Kawanan penagih hutang yang rata - rata berkemampuan pendekar tingkat 3 dan 2 hanya bisa ternganga sebelum akhirnya lari terbirit birit.
"Tuan muda, terima kasih sudah menolong kami.." Ucap sosok lelaki tua yang tiba - tiba saja muncul dari sebuah ruangan.
"Kalau boleh tahu, siapa mereka? Apakah benar anda memiliki hutang kepada mereka??" Tanya Bai Lang.
"Mereka adalah sekumpulan pendekar suruhan tuan Huang.."
"Huang?? Huang Litao??" Potong Wu Yi Feng.
"Bukan, Tuan Huang yang ini namanya Huang Fei.. Beliau adalah Tuan tanah dan orang paling kaya di kota ini, kalian pasti pengelana yang datang dari jauh hingga tidak mengenal beliau.." Jelas Tuan Wu.
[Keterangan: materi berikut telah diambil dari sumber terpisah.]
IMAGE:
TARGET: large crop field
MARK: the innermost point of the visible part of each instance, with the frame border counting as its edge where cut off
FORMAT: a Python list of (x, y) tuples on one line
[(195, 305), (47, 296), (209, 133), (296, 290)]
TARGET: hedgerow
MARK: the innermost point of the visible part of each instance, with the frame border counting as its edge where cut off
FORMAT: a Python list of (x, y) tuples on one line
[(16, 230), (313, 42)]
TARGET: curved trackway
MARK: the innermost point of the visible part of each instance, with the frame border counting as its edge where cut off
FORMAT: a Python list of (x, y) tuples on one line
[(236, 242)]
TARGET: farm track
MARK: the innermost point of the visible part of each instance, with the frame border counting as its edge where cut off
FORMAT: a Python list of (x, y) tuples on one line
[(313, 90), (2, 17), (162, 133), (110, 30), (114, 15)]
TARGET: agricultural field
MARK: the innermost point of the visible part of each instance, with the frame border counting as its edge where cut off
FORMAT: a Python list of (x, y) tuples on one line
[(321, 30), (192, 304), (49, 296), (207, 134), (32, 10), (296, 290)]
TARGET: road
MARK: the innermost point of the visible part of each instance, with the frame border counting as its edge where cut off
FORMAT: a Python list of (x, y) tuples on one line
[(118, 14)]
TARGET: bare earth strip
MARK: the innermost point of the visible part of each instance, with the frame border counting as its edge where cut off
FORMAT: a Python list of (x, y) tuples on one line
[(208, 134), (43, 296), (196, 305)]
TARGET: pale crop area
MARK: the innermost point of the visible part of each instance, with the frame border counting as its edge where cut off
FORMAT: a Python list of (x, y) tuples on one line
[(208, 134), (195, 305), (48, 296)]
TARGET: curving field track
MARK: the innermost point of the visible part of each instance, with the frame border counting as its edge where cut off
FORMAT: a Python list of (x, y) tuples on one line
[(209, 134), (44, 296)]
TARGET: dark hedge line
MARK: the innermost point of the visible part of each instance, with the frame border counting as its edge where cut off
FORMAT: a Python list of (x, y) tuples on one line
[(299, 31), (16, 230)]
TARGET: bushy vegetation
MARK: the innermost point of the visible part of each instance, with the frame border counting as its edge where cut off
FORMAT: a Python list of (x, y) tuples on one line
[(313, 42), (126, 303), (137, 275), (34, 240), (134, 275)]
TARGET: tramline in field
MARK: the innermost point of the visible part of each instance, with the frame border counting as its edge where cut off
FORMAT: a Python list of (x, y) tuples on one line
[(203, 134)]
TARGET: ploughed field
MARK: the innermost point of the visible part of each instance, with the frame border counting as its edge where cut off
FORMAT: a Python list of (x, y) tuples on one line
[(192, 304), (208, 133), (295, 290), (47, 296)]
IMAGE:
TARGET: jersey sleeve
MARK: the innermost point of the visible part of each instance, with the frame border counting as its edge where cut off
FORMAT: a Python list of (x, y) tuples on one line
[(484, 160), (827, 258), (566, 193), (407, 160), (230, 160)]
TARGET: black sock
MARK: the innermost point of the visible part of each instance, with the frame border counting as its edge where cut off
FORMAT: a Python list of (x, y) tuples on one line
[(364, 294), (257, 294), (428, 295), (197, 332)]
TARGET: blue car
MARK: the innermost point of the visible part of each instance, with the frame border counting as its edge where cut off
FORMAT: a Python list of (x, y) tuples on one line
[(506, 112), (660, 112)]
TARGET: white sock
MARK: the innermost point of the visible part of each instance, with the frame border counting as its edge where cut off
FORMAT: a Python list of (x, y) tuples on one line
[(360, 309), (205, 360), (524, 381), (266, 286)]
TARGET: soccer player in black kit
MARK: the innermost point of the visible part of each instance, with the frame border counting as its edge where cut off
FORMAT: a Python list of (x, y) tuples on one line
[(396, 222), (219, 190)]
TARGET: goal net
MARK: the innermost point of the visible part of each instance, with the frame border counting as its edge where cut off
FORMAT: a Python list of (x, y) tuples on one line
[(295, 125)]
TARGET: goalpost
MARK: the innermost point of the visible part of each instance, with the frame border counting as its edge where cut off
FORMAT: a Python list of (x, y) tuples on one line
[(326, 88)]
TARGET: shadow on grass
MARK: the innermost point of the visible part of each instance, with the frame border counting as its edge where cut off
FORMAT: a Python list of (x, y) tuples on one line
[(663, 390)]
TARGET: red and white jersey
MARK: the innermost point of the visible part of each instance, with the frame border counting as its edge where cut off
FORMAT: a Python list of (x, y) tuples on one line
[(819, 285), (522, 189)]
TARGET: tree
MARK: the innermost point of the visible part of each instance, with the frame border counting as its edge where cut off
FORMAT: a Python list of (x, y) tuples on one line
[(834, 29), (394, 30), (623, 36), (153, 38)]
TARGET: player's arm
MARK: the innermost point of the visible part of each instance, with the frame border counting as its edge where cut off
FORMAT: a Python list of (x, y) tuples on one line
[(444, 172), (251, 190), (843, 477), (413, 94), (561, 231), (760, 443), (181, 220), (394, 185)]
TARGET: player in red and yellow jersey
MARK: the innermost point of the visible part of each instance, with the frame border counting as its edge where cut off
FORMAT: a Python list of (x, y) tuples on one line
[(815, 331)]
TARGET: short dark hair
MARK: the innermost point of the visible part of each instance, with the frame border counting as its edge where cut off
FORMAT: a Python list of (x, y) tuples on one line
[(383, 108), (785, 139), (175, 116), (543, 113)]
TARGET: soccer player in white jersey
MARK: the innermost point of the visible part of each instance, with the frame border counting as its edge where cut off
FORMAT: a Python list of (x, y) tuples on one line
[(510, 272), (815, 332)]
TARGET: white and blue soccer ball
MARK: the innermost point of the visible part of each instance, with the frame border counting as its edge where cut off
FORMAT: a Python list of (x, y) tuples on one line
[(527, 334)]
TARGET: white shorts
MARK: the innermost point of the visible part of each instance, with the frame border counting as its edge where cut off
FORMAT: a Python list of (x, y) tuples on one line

"Lebih baik kalian segera pergi, karena Tuan Huang pasti akan melakukan pembalasan dendam atas pembunuhan yang telah kalian lakukan terhadap anak buahnya.. Apalagi kami dengar bahwa tangan kanan Tuan Huang adalah seorang pendekar yang sangat hebat." Ucap salah seorang pelayan, mencoba untuk memperingatkan.
"Sayangnya kami bukanlah seseorang yang akan lari dari masalah.. Bukan begitu saudara Feng??" Cletuk Bai Lang.
"Tuan, bisa tolong jelaskan mengenai Huang Fei sang tuan tanah??" Ucap Wu Yi Feng kepada pak tua Wu, alih - alih menjawab pernyataan dari Bai Lang.
"Tuan Huang Fei adalah kepala dari keluarga besar Huang, beliau adalah pemilik lebih dari setengah tanah yang ada di kota ini, kekayaan beliau banyak, pengaruh beliau pun juga begitu kuat hingga walikota tak mampu berbuat apa - apa dihadapannya."
"Pengaruh keluarga Huang bahkan sampai ke kota dan desa - desa sebelah, mereka semua sangat menghormati keluarga besar Huang, bahkan para pejabat daerah tidak ada yang berani menyentuhnya..."
"Saya dan juga sebagian besar penduduk kota ini sebenarnya sudah lama tidak memiliki hutang, namun besarnya bunga yang keluarga Huang bebankan, membuat kami seakan akan selalu terlilit hutang.." Jelas pak tua Wu sambil terisak air mata.
"Jika memang begitu, lalu kenapa anda tidak pergi saja dari kota ini dan memulai usaha yang baru di tempat lain??" Tanya Bai Lang yang merasa penasaran.
"Kami ingin sekali pergi dari sini, tapi para pendekar suruhan keluarga Huang akan mengejar dan membantai siapapun yang berani pergi dari kota ini tanpa seijin mereka."
"KALIAN BERDUA YANG ADA DI DALAM, LEBIH BAIK KELUAR DAN MENYERAH..!!! ATAU KAMI AKAN MENEROBOS DAN MEMBUNUH SIAPAPUN YANG ADA DI SANA..." Teriak seseorang dari luar kedai saat pak tua Wu sedang asyik bercerita.